Michael Clemens won’t let up on the Millennium Villages + bonus links

It’s nice to see scholars bringing attention to the critical need for evaluation and informed public dialogue (not just “success stories” or short-term impact evaluation) for the Millennium Villages Project, which we have also covered on this blog. Michael Clemens of the Center for Global Development is currently carrying on a very revealing dialogue with Millennium Villages.

In Michael’s first blog post which we blogged, he makes three central points:

  1. The hundreds of thousands of people living in the Millennium Villages, present and future, deserve to know whether the project’s combination of interventions is backed up by good science.
  2. Randomized evaluation is the best way to do this. While it may be too late to properly evaluate the first wave of villages, there is still time to conduct such a study for the next wave of villages.
  3. The MVP evaluation should demonstrate long-term impact before it is scaled up.

In a subsequent post, Michael parses the curious non-answer he receives from the director of monitoring and evaluation for the MVP, Dr. Paul Pronyk.
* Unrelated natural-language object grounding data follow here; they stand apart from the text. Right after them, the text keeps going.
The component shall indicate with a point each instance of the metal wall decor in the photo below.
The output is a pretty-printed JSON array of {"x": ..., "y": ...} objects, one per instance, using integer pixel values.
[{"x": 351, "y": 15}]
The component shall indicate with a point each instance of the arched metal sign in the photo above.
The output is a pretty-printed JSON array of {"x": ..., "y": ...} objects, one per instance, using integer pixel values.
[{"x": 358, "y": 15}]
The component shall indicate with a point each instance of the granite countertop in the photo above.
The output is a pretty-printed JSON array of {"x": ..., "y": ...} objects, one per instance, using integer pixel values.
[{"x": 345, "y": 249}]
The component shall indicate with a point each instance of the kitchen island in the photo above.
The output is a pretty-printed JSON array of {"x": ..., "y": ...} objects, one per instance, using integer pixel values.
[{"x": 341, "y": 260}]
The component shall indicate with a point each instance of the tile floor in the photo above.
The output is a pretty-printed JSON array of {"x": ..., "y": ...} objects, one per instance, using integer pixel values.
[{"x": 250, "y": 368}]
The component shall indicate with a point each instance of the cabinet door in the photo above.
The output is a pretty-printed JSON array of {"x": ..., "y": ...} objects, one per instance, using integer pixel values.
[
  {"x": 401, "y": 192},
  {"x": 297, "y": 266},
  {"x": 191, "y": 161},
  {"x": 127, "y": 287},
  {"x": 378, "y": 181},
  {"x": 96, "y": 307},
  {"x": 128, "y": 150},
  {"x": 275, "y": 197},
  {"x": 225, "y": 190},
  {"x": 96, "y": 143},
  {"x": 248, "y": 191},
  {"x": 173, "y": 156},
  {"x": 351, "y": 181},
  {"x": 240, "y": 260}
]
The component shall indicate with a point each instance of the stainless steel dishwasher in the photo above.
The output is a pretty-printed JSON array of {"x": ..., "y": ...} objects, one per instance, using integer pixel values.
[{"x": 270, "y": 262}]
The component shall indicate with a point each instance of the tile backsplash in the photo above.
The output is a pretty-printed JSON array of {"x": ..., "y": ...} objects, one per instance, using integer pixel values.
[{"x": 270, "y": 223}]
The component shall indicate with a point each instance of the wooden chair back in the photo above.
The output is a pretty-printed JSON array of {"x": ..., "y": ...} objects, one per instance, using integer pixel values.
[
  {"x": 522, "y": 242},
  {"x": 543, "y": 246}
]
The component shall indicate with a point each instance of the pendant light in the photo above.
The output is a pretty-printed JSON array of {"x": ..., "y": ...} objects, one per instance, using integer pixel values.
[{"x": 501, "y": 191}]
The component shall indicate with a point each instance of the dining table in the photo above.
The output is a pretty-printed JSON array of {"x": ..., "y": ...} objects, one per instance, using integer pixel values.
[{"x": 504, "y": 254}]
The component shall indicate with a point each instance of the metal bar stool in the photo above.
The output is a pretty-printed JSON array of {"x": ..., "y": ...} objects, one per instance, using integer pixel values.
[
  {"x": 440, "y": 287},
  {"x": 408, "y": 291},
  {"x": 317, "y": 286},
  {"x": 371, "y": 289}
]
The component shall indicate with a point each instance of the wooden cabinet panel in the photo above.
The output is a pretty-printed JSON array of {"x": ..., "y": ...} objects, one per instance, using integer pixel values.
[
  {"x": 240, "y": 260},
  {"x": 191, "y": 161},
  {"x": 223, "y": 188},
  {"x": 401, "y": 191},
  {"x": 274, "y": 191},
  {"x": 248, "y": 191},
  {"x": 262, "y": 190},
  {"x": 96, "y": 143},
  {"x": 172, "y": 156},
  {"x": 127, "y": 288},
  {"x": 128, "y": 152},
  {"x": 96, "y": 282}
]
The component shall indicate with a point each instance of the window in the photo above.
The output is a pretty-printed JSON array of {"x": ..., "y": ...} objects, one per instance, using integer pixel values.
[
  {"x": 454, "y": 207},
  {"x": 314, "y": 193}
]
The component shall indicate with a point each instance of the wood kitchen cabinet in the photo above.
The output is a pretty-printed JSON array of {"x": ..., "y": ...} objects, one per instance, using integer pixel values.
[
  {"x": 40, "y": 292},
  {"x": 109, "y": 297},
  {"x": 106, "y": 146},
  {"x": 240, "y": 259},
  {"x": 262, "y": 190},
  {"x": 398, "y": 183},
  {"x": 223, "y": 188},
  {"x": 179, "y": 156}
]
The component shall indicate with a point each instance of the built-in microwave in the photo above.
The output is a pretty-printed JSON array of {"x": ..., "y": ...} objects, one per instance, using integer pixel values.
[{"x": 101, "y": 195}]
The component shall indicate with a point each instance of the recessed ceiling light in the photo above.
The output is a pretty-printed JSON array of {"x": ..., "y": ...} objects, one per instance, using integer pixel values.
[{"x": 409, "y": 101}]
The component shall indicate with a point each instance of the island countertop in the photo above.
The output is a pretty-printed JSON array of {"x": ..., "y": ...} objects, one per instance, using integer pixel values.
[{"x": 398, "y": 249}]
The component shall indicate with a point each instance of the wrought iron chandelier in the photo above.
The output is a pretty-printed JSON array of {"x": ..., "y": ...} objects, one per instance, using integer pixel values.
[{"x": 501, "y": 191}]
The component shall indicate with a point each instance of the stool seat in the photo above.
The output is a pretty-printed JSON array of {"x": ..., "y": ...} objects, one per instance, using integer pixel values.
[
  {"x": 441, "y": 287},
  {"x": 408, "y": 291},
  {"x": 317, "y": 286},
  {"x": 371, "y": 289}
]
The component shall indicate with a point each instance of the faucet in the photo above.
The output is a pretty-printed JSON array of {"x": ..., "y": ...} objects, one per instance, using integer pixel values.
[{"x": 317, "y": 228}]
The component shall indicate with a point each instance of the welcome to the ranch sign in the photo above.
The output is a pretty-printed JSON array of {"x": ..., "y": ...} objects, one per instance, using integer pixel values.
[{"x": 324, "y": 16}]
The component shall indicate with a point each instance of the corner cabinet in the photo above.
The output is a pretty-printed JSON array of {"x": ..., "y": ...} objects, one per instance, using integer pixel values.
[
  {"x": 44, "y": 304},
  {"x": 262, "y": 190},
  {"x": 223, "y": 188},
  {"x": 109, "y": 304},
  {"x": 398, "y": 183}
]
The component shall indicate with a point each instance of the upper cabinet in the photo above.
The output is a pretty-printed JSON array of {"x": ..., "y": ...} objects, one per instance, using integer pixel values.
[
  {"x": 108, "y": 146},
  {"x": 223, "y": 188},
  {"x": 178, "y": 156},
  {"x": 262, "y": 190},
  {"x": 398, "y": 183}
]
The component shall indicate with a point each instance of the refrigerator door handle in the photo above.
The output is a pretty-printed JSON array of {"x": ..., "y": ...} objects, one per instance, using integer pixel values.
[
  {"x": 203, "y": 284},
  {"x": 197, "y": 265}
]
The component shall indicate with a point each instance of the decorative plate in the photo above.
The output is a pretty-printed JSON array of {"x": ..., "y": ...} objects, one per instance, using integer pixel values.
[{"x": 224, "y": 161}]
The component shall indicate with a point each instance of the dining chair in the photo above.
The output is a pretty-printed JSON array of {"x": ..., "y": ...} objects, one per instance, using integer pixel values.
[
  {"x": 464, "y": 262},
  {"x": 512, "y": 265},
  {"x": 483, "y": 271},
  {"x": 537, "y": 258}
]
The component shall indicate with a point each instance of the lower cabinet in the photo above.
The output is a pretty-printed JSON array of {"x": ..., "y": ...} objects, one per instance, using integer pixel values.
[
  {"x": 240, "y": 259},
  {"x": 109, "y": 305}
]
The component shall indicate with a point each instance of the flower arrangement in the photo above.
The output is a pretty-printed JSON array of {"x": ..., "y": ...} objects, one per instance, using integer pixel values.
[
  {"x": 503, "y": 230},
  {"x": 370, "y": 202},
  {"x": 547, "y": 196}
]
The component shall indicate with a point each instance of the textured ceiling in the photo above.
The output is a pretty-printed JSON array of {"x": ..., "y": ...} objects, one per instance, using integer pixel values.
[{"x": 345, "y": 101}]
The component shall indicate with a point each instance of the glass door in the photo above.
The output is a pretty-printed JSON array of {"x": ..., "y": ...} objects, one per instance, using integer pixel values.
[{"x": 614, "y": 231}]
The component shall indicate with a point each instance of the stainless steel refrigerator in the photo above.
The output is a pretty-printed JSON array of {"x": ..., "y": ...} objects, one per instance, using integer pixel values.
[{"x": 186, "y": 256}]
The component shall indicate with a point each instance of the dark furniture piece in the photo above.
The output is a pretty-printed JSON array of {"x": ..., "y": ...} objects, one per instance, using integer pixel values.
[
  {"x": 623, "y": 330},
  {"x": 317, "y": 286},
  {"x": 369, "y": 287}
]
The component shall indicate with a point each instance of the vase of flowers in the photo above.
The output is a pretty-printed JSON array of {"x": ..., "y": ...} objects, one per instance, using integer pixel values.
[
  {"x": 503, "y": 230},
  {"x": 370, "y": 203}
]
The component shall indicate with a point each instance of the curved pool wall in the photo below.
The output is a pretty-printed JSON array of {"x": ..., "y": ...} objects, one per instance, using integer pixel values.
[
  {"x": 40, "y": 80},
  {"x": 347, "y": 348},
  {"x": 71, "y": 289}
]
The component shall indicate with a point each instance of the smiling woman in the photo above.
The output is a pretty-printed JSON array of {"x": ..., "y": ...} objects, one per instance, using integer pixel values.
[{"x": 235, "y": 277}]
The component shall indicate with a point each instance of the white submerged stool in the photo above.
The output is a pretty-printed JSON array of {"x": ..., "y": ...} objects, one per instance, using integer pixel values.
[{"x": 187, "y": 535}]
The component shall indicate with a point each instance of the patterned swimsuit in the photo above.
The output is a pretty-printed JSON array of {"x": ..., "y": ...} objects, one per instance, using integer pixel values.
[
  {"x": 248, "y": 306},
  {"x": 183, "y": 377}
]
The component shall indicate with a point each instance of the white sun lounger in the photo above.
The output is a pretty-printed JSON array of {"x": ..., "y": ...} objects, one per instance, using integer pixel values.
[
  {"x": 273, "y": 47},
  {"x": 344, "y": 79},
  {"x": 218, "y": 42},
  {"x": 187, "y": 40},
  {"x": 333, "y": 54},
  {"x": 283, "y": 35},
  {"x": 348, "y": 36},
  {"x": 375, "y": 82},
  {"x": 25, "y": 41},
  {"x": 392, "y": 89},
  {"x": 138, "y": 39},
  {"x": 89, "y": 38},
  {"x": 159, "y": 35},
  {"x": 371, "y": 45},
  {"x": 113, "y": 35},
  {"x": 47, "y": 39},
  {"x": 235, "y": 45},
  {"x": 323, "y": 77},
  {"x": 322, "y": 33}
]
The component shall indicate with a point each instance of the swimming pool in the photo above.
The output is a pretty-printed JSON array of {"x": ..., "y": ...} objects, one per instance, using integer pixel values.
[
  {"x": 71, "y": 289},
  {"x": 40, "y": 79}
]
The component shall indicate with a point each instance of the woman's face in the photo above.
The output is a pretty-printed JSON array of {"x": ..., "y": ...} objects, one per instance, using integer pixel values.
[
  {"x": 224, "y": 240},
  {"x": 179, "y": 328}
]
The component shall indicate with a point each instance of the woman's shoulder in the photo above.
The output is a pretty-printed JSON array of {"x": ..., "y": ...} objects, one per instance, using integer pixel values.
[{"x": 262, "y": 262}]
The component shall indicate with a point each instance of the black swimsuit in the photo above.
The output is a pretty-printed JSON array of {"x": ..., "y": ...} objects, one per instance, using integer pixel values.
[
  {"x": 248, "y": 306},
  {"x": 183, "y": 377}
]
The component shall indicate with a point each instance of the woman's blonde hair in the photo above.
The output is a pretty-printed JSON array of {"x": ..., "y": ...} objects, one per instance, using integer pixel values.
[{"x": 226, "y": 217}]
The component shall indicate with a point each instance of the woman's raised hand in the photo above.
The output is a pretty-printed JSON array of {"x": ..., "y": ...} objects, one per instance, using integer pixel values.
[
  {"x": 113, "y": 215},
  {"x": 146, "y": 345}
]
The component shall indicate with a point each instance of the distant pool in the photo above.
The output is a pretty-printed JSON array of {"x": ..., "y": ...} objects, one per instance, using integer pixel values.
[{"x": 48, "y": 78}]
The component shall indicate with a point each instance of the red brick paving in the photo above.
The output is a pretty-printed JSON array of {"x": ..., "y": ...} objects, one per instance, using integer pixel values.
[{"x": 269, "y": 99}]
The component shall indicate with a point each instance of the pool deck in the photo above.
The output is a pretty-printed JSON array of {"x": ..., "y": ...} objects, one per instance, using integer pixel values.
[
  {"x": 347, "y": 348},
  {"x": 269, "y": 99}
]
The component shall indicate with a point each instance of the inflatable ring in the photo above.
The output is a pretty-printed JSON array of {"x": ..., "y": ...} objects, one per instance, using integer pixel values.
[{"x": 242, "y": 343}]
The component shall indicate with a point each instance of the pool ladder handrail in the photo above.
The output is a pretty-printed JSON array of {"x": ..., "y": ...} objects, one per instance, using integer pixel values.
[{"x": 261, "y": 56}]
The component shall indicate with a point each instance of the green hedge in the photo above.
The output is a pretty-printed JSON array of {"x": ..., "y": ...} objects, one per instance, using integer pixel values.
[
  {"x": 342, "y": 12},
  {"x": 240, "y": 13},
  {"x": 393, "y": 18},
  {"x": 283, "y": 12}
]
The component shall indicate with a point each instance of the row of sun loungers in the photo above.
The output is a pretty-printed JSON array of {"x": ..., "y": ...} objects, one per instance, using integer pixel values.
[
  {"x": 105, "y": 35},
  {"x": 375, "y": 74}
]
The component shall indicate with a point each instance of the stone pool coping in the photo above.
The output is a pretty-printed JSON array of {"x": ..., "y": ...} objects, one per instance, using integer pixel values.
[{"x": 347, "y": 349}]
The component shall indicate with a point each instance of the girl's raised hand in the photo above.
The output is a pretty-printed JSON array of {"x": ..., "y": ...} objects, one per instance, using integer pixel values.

He breaks down—for those of us not intimately involved in the finer details of impact evaluation—the difference between true scientific evaluation and what the MVP says it is doing, namely “matched randomly selected comparison villages.”

What the MVP has done is something very different from…a rigorous evaluation.  First, village cluster A1 was chosen for treatment, for a range of reasons that may include its potential for responding positively to the project.  Then, long after treatment began, three other clusters that appear similar to A1 were identified — call these “candidate” comparison clusters A2, A3, and A4.  The fact that all three candidates were chosen after treatment in A1 began creates an enormous incentive to pick those candidates, consciously or unconsciously, whose performance will make the intervention in A1 look good.  Then the comparison village was chosen at random from among A2, A3, and A4.

Differences between the treated cluster and the comparison cluster might be due to the MVP. But those differences might also be due to how the original Millennium Village was chosen, and how the three candidate comparison villages were chosen.  This is not a hypothetical concern…

So, either the MVP director of evaluation does not understand evaluation…or he thinks we won’t know the difference.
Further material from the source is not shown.